Pretty soon, I realized that this was no plastic bag. It was a spot. A large white spot, about three feet across. Which was a pretty strange thing to be drifting by me on the line as we finished up our deco, relaxing in the warm water above the thermocline off the New Jersey shore. It took my brain another second or so to realize that this spot was on the back of a VERY large sea creature. And then I saw the fluke.

Thanks to cleaner waters, the whale population around New York City has made a tremendous recovery over the past few years. Gotham Whale is a non-profit research and advocacy group that runs whale watching cruises out of Rockaway, Queens. In 2010 they had five confirmed local sightings, in 2018 there were 272! And as I learned later from the president of this organization, I was about to make their first video confirmed underwater sighting in our area.

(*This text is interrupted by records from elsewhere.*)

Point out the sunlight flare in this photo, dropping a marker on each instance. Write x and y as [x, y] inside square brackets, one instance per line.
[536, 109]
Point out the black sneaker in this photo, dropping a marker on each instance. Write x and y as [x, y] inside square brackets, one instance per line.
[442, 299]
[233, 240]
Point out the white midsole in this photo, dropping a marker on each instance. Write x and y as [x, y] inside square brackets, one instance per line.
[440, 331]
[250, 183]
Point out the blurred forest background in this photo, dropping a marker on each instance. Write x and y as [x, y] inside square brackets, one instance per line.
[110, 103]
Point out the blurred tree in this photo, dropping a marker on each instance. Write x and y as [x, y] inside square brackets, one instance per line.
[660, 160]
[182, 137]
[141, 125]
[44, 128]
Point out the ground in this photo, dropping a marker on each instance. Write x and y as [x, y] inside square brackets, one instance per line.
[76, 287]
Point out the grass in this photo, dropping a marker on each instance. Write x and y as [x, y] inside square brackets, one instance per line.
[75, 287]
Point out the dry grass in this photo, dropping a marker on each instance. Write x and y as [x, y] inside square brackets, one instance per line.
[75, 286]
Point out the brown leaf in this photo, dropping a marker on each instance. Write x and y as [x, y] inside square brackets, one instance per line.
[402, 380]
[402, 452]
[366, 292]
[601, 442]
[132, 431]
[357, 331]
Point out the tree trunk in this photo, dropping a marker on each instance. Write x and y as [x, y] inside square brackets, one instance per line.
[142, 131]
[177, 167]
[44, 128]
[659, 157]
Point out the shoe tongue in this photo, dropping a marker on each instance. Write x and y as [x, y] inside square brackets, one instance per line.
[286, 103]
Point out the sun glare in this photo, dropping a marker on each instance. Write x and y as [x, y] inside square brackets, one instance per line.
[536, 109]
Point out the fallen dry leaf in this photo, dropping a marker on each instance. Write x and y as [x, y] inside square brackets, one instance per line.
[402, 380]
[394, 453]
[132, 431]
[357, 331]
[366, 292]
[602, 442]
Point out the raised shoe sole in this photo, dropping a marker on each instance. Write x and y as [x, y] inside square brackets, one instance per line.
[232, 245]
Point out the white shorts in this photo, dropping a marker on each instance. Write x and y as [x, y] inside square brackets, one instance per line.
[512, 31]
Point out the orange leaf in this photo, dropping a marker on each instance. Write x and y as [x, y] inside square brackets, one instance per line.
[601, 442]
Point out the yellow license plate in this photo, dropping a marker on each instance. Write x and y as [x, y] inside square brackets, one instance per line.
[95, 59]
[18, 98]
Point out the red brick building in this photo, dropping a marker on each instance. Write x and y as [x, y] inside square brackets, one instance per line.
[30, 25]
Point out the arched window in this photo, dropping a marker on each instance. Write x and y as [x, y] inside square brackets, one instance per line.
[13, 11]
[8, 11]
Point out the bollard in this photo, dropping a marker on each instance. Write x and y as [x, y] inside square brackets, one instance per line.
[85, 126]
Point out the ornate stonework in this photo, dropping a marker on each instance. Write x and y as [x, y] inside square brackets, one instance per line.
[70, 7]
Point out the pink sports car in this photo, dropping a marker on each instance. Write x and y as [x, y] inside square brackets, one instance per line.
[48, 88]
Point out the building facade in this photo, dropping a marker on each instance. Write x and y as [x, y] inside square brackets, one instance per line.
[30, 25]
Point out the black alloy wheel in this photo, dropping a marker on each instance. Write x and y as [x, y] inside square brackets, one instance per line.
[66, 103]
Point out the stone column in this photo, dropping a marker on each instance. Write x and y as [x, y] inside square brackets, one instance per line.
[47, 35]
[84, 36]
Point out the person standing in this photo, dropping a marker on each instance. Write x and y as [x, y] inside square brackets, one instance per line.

It is really hard to describe the excitement of that moment. As a lover of our local marine ecosystems and as an underwater photographer, it simply doesn’t get any better than this. This was no Sea World orca show, no touristy shark dive. This was real. I was just hanging out in the ocean and this fifty foot, thirty ton, fellow mammal just happened to cruise past me. I love our local waters, but 20 feet of visibility is a good day here, and so you have to be REALLY lucky to catch sight of anything this large underwater. Or she has to really want to check YOU out.

I grabbed my camera and switched it into video mode. By the time the whale had risen to enter our field of view, it was already halfway past us. I got a few seconds of the body and tail as she drifted past. And then I had a hard choice to make.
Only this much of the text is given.